MILAN, Italy—Genomic profiling could help reduce the risk of overtreatment in primary prostate cancer (PC) by identifying patients and healthy individuals whose genes put them at greatest risk of developing dangerous disseminated disease, said Norman J. Maitland, PhD, Professor of Molecular Biology and Director of the Cancer Research Unit at York University, U.K. He was speaking at the 2016 European Multidisciplinary Meeting on Urological Cancers.
He interpreted data from several recent studies—investigating the influence gene mutations had on prostate tumor development—that infer gene arrays could soon distinguish patients with dangerous tumors from those whose disease does not need aggressive management.
“[Currently], we don't know which [patients] are going to die of prostate cancer and which ones can be left untreated for the rest of their lives,” he said. “Genetics is one tool to allow us to understand that.”
Healthy Population at High Risk
One of the studies Maitland discussed identified 23 susceptibility loci for PC that “could pick out the top 1 percent of the risk distribution” among healthy individuals—who had nearly a five-fold higher risk of developing primary PC than average (Nat Genet 2013;45(4):385-391,391e1-2).
Improved “bioinformatics” were needed, said Maitland, to assess multiple genetic indicators of risk in each patient and to interpret genome-wide associations of PC-specific survival so as to recognize lethal forms of PC from among many less-threatening types.
Maitland illustrated the difficulty of genetic prediction by discussing data from a genome-wide survival analysis of cause-specific death among 24,023 patients with PC (in whom there were 3,513 disease-specific deaths) that found no significant association between genetic variants and prostate cancer survival (Cancer Epidemiol Biomarkers Prev 2015;24(11):1796-1800).
Because of tumor heterogeneity Maitland warned that biopsy was not always good enough for prediction—mutations could be different depending on which part of the tumor sampled (Nature Genetics 2015;47:367-372).
In addition, targeted therapies might not work because of the multiplicity of potential targets and the likelihood that some of them would elude the best endeavors of the targeteers.
There was also another hurdle to overcome—a cancer “genomic halo” that could limit the effectiveness of local therapy for PC, Maitland explained. Cancer cells in the tumor radiated their cancer-causing influence into surrounding tissues—in a process he described as a “field effect” or “field cancerization”—through which cancer-causing mutations present in the tumor were also found beyond tumor margins.
“Around [the tumor] there appears to be a field of cells, which are activated to become cancer,” he noted. The logical conclusion was that focal therapies—like radical prostatectomy—could only be curative if affected surrounding cells were ablated along with the tumor.

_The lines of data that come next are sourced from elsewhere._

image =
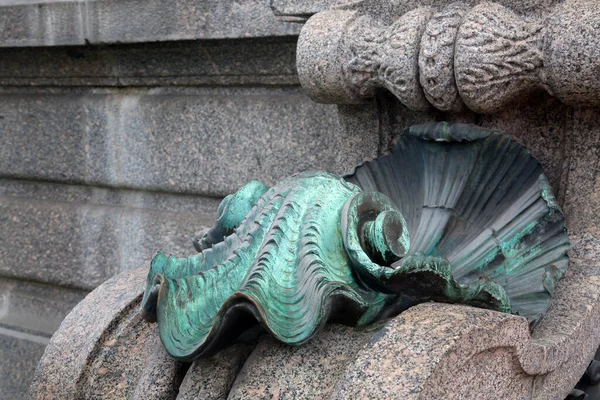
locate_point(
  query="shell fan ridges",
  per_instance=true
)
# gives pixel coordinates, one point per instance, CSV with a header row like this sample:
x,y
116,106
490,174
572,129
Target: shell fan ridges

Maitland described PC tumor samples as not very different from healthy tissues.
“The gene complement in many prostate cancers is more than 99 percent identical to the original normal tissue. It's just that a critical gene becomes mutated and that triggers the whole cancer event.”
But Maitland was encouraged by the fact that research had yielded a “catalogue of mutations likely to occur in prostate cancer” that were already reflected in panels currently being tested in research on the genomics of prostate cancer—even though PC was not such a rich source of mutations as most other common cancers.
“There are many mutations [in PC], but they are a fraction of the number that are present in lung cancer, melanoma, and in almost any other solid cancer including breast cancer. Prostate cancer seems to be mutagenically quite separate from the other cancers.”
In PC, thousands of cells of a tumor needed to be sequenced, he said. “But it might be the cell that looks normal that's the one to go on to become cancer.”
To make matters even more complicated, Maitland noted that not all gene mutations detected by arrays were active. Some mutated genes—active early in the tumor's development—could have been switched off at later stages since they were no longer required.
“Identifying them will be important in deciding how a cancer starts, but useless if you designed a treatment against them,” he said.
“Every time you treat a cancer you are selecting for survivors. With prostate cancer, the first drive in this [process] is either to mutate the androgen receptor gene or to amplify it,” Maitland continued. “This comes about because the drugs are dampening down the androgen response critical in the growth of prostate cancer and the cell needs to find a new way to respond to these minimal levels of androgen.”
In addition to mutations, PC also had gene rearrangements that seemed to be diagnostic, according to Maitland. “But they're diagnostic for good prognosis rather than bad prognosis, so they're not ideal tools.”
When he was asked if genomic profiling could become a powerful tool in attacking prostate cancer, Maitland suggested genetic “mapping” could eventually be viewed as more useful for clinical planning than measuring the size and shape of a tumor.
“If you could image the genetics of the cancer rather than [just] its appearance, then you could extend focal therapy to as much of the field as you can get,” he concluded.
Peter M. Goodwin is a contributing writer.